MCVEIGH EXECUTED: Timothy McVeigh, the most deadly terrorist ever on the US mainland, has been executed. McVeigh was executed on a beautiful spring morning. Warden Harley Lappin describes the execution. Other witnesses describe the execution. At 7.10am local time the first drug was administered. At 7.14am he was pronounced dead. McVeigh’s lawyer makes an impassioned plea against the death penalty. Around noon a hearse pulled away from the Terre Haute prison. Meanwhile in Oklahoma a further group of, nearly 230, witnesses watched on closed circuit TV. Attorney General John Ashcroft joined those who watched the execution. After watching the witnesses described what they saw. Only a quarter of those eligible to watch turned up for the broadcast. Many of the families of victims gathered in the cemetery for victims. McVeigh said nothing at his execution, but his lawyer released a poem Invictus

CD CLEANING FLUID OVERDOSE: The drug One4B, Fantasy, sold as CD cleaning fluid, has been implicated in the overdose of a Dunedin teenager. The drugs wholesaler says he is concerned about how the drug is being sold.

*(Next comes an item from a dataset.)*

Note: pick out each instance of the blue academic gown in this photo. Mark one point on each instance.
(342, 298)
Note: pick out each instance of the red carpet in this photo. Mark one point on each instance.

The police simply want the drug outlawed.

ECSTASY MANUFACTURER JAILED: A 27-year-old PHd chemistry student was jailed for three years today for making ecstasy.

NZ HERALD JOURNO STRIKE: Around 100 journalists at the NZ Herald have gone on strike for four days. The paper will be published anyway.

TVNZ CUTS COSTS: TVNZ is to review its activities in an effort to cut costs. Meanwhile TV3 has declined an invitation to be part of TVNZ’s free to air digital TV service. TVNZ is disappointed.

POWER CRISIS: A committee is being convened to look at sky high wholesale electricity prices. The entire country is experiencing the coldest winter in NZ for five years. Some power companies are selling power for twice the price they are being forced to buy it at. The Consumers Institute says power companies should have been ready for the eventuality. There are concerns that the poor and elderly could suffer.